Editing Canon CR3 files on Ubuntu / Linux

Like blogging (!), photography is a hobby I dabble with intermittently. I bought a new camera (Canon EOS RP) to replace my 2007 EOS 40D last year during lockdown and haven’t used it that much since.

One thing that irritated me last year when I got the camera was to discover that it used a new RAW format, CR3, which had no support in tools that worked on Linux. So I sort of gave up shooting RAW for a while. While I’m not dogmatically against Microsoft or paid software, I just prefer using Ubuntu to Windows and I didn’t want to have to switch just to edit some photos.

Anyway, a year or more passed without me spending a lot of time thinking about photography or worrying about the problem of opening CR3 files.
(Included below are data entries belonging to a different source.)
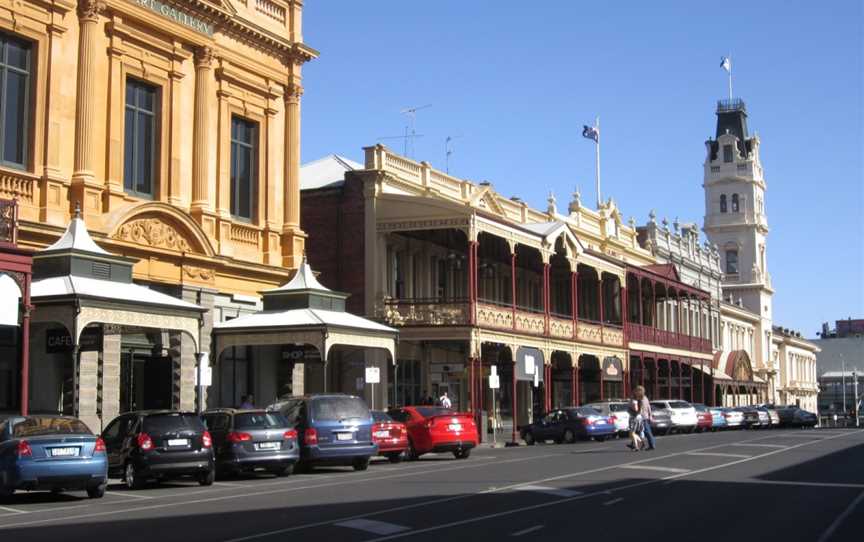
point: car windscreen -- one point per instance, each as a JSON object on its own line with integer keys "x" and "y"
{"x": 43, "y": 425}
{"x": 380, "y": 417}
{"x": 428, "y": 412}
{"x": 259, "y": 420}
{"x": 339, "y": 408}
{"x": 172, "y": 422}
So I was recently pleased to discover that Corel Aftershot Pro has added support for CR3 (and the EOS R series cameras that use it) in Update 7 in early 2021.

And, amazingly, Aftershot Pro works perfectly on Ubuntu 20.04. Well, not quite perfectly, it crashes infrequently, but it’s not enough to be a problem and you don’t seem to lose any work if it does crash.
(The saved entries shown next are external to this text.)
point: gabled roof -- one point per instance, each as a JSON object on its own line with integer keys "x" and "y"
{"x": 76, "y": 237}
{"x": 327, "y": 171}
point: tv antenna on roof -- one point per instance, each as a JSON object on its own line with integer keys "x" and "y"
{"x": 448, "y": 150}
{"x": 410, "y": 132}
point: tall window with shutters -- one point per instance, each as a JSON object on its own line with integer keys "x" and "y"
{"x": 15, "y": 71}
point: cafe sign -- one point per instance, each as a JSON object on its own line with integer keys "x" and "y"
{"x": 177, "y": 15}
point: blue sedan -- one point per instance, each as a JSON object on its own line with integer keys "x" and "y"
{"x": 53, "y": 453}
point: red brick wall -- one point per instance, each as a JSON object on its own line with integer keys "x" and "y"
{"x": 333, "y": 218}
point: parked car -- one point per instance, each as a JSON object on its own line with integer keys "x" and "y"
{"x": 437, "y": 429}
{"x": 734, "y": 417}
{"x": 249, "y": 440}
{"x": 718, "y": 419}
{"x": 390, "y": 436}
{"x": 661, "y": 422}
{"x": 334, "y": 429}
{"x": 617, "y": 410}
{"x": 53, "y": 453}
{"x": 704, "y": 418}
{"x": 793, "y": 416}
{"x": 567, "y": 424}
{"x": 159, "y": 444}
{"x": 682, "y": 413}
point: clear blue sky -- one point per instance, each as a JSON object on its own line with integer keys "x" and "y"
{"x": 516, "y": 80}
No, Aftershot Pro is not open source and it’s not free – but it is inexpensive – it seems to sell for around £80 but always seems to be on sale for below £50. I’m more than happy to support makers of high quality software that runs on Linux, and can definitely recommend it.

I don’t want to promise what I won’t deliver, but I’ll try to do another post at some point explaining my full photo editing workflow on Ubuntu.

Southport beach, Merseyside, November 2021. Taken with Canon EOS RP, CR3 RAW image edited in Corel Aftershot Pro.